MPEG video is encoded at the macroblock level, which refers to 16x16 pixel areas each handled as a group of pixels. If the buffer underflow is just severe enough to not provide the decoder with enough information to decode the next macroblock designated for a particular area of the raster, the previous macroblock is repeated (essentially frozen on the screen) until a new macroblock can be decoded, or until the threshold of severity invokes a video mute.

Since it happens independently for each macroblock, there can be some that update adjacent to those that don't, and if motion is involved it appears as a mosaic pattern of breakup on the screen that allows human vision to distinguish the regular boundaries between macroblocks. That is completely different from blurring.

There may be cases when blur is seen in place of macroblocking. That is also not a display issue, it is an encoding issue. Some encoders, such as the Flexicoder, have an option to blur or reduce sharpness dynamically when motion is sensed. The idea is that it will look natural, as motion in human vision is blurred, and this will prevent other types of artifacts and lower the demand on the encoder. In practice it does not work that well.

For instance, if within an NBA game the encoder blurs during a wide slow pan of a fast break, yet the graphic laid over the top blurs as well, that's very annoying to the viewer.

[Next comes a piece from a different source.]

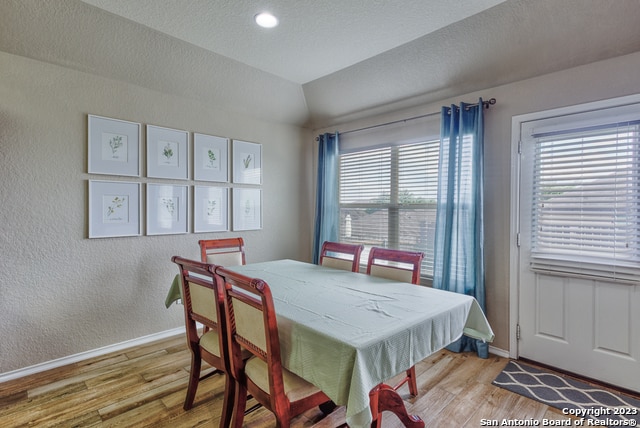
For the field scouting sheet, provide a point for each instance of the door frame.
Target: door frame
(514, 228)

Not only that, but the natural way to change one's point of view from one end of the court to the other is not to fix one's eyes straight ahead and slowly turn one's head, but to fixate using nystagmus on numerous points in succession during the pan or "head turn" that represent things that are moving along with the pan (focus on the player or the ball, for instance) which will maximize acuity. That sort of makes the "blur during motion" algorithm a sort of counterproductive, if not a dumb move. Most modern encoding algorithms have abandoned blurring as a technique specifically because of how ineffective it is.

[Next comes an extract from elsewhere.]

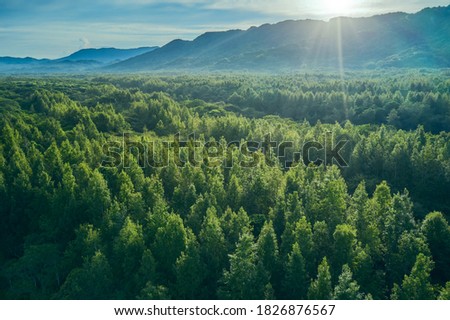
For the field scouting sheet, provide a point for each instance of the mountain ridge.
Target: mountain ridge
(408, 40)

A better approach would be to instead of keying on motion as the blur trigger at a raster level as they do now, to key on buffer underflow at the macroblock level, which is sort of what the deblocking filter in MPEG-4 does. That way the only thing that would be blurred is potential macroblocking itself, and the rest of the scene would remain sharp. That's more of a understated "scalpel" approach to artifacts rather than the bull in the china shop or "broadsword" approach.